Lakes play multiple hydrological, ecological, and social functions. Historically, they played a critical role in water storage. They served as retention structures, protecting against droughts, floods, and monsoon variability. The physical characteristics of lakes influence their behavior and therefore their role (function) in society. Further, with rapid urbanization, over time, both the form and function of lakes have evolved. Understanding how to manage these lakes, therefore, necessitates a deeper understanding of the interplay between the physical characteristics, lake behavior and functions.

Man-made lakes were created by damming intermittent streams with crescent-shaped earthen bunds. They often form a cascading sequence along shallow inland valleys (Devi et al., 2020). Unlike their rural counterparts, however, tropical urban lakes are characterized by shallow depths, artificial construction, and frequently hypertrophic conditions (Birch and McCaskie, 1999; Naselli-Flores, 2008).
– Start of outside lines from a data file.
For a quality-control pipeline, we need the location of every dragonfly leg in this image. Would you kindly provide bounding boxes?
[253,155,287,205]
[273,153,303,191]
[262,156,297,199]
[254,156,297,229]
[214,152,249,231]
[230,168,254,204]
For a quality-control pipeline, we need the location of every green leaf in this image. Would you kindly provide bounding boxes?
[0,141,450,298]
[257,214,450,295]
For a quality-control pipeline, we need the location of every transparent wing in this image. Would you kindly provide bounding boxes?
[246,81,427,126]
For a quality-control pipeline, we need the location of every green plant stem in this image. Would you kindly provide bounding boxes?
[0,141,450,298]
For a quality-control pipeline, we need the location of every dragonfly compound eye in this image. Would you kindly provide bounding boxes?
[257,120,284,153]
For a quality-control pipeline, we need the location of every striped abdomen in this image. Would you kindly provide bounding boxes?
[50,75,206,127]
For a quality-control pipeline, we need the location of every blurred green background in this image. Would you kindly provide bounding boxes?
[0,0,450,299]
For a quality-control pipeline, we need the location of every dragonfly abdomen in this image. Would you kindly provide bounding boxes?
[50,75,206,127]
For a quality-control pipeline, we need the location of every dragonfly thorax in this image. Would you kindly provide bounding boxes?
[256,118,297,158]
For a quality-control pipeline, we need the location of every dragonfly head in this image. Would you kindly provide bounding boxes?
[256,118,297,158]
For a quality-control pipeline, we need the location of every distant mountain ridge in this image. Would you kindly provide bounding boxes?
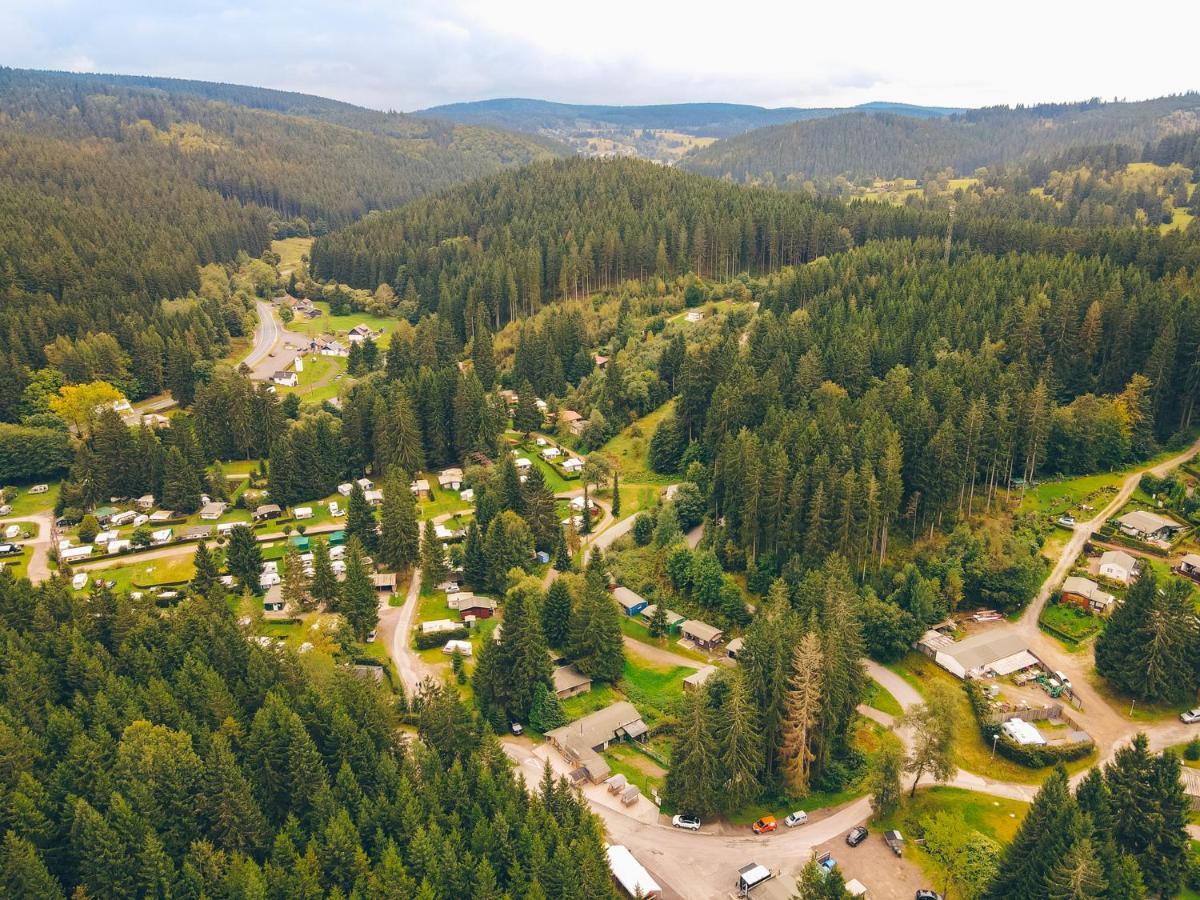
[415,97,965,138]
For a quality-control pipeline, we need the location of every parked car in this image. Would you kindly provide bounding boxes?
[750,816,779,834]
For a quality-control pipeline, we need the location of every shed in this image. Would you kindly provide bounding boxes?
[553,666,592,700]
[683,666,716,691]
[679,619,721,649]
[612,584,649,616]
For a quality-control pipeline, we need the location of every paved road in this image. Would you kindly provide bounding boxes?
[0,510,54,584]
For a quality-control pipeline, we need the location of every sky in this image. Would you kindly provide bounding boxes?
[0,0,1200,110]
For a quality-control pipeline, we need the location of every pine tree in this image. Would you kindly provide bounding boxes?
[337,538,379,643]
[346,481,379,554]
[191,541,221,596]
[541,578,571,649]
[308,538,337,610]
[421,518,449,587]
[666,690,719,816]
[226,526,263,594]
[716,673,762,812]
[379,467,421,571]
[512,382,542,437]
[780,631,823,797]
[162,446,200,514]
[282,541,311,614]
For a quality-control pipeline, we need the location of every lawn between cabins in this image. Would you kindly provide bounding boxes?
[887,650,1097,785]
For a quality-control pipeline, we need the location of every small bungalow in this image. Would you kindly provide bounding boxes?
[458,596,496,619]
[371,572,396,594]
[253,503,283,522]
[641,604,688,635]
[1061,575,1114,612]
[1117,509,1183,541]
[554,666,592,700]
[438,467,462,491]
[679,619,721,650]
[683,666,716,691]
[612,584,649,616]
[1100,550,1138,584]
[1180,553,1200,578]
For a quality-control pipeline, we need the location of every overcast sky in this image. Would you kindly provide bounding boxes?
[0,0,1200,110]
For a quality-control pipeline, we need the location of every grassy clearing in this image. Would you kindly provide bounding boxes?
[271,238,313,271]
[600,400,674,487]
[888,652,1096,785]
[863,678,904,716]
[1038,604,1104,649]
[728,719,898,826]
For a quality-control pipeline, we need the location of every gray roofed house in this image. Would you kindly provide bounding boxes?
[679,619,721,649]
[554,666,592,700]
[546,700,648,782]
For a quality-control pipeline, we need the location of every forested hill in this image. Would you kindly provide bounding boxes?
[421,97,961,137]
[312,158,1198,335]
[0,70,554,230]
[680,94,1200,186]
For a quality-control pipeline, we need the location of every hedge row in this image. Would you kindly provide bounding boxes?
[964,682,1096,769]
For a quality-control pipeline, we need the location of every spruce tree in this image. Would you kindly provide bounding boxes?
[716,672,762,812]
[421,518,449,587]
[282,541,311,614]
[226,526,263,594]
[666,690,720,816]
[308,538,337,610]
[162,446,200,514]
[191,541,221,596]
[337,538,379,643]
[541,578,571,649]
[379,467,421,571]
[346,481,379,554]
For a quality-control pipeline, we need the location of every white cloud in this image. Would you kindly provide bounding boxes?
[0,0,1200,109]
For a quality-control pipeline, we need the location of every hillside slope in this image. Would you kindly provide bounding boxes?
[682,94,1200,186]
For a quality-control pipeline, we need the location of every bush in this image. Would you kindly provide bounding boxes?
[413,628,469,650]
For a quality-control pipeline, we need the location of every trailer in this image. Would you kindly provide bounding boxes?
[605,844,662,900]
[737,863,775,896]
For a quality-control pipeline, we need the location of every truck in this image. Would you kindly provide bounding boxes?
[605,844,662,900]
[737,863,775,896]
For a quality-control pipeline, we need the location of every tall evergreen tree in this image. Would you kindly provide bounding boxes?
[337,538,379,642]
[346,481,379,553]
[379,467,421,570]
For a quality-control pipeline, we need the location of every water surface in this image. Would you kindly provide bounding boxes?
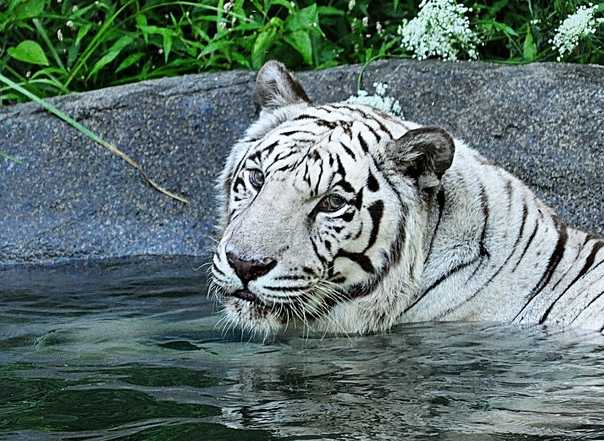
[0,258,604,441]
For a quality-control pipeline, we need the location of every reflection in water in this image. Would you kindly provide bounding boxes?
[0,258,604,441]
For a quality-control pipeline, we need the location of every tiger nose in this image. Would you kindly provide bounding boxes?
[226,252,277,284]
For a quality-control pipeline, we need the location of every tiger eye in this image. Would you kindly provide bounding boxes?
[319,194,348,213]
[250,169,264,190]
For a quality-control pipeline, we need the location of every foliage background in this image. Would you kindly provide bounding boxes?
[0,0,604,105]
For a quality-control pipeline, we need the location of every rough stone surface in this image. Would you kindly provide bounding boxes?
[0,61,604,264]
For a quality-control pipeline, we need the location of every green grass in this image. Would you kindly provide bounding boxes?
[0,0,604,105]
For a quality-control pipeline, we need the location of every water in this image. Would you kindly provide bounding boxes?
[0,254,604,441]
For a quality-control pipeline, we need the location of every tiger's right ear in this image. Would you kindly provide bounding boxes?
[256,60,311,109]
[389,127,455,191]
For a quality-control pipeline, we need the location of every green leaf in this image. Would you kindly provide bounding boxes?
[13,0,46,20]
[264,0,294,14]
[252,28,277,69]
[317,6,346,15]
[162,32,172,63]
[75,23,92,46]
[135,14,149,43]
[115,52,145,73]
[522,27,537,61]
[8,40,48,66]
[88,35,132,78]
[285,31,312,64]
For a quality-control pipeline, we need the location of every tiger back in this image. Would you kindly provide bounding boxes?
[211,62,604,337]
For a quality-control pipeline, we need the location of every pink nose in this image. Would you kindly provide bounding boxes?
[226,252,277,285]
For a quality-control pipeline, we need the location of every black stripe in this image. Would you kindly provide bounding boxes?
[364,122,382,143]
[512,216,568,321]
[466,183,491,283]
[334,250,375,274]
[367,170,380,193]
[512,219,539,272]
[212,264,226,276]
[440,194,527,317]
[365,201,384,252]
[539,241,604,325]
[357,133,369,153]
[404,256,480,313]
[340,141,357,161]
[424,187,445,263]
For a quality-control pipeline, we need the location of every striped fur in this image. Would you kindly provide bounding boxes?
[212,62,604,335]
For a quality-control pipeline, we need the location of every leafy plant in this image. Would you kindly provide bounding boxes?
[0,0,604,105]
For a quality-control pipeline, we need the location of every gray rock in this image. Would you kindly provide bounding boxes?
[0,61,604,264]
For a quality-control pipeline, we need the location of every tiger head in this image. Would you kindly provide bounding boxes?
[212,61,455,336]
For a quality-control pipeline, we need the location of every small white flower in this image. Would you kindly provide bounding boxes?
[346,82,403,117]
[550,5,604,61]
[373,82,388,96]
[398,0,479,60]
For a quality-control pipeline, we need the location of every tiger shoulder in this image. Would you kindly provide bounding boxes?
[211,61,604,336]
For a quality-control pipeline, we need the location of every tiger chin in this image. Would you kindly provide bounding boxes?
[211,61,604,338]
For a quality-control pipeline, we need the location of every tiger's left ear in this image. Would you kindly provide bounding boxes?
[256,60,310,109]
[388,127,455,191]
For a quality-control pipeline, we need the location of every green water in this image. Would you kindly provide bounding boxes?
[0,258,604,441]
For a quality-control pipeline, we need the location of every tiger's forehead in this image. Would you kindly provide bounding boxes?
[247,103,399,170]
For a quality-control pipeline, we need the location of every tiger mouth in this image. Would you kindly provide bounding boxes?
[230,289,260,303]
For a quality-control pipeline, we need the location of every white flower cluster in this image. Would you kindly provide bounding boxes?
[550,5,604,61]
[399,0,479,60]
[346,83,403,117]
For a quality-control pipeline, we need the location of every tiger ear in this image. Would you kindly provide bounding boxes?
[389,127,455,191]
[256,60,310,109]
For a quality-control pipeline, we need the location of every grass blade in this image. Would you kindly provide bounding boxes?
[0,74,189,204]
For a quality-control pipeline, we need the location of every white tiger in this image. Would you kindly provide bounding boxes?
[212,61,604,335]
Urban lakes are in proximity to dense populations and are subject to intensive human use and impact. Urban lakes face persistent challenges, especially in low and middle-income countries. Limited sanitation and frequent discharge of domestic sewage into water bodies compound water quality problems. Inadequate stormwater drainage and widespread impervious surfaces further disrupt the natural hydrological cycle (Oliver et al., 2019). These pressures lead to faster and more unpredictable runoff, reduce soil recharge, and increase flood risk, all contributing to the deterioration of these lakes. In addition to these challenges, urban lakes experience dynamic mixed-layer conditions, especially in tropical climates. The hydrodynamic regimes in these tropical lakes play a significant role in nutrient dynamics through sedimentation and resuspension (Kolding and van Zwieten, 2012). This accelerates the recycling of nutrients and heightens susceptibility to eutrophication compared totemperate lakes (Lewis, 2000).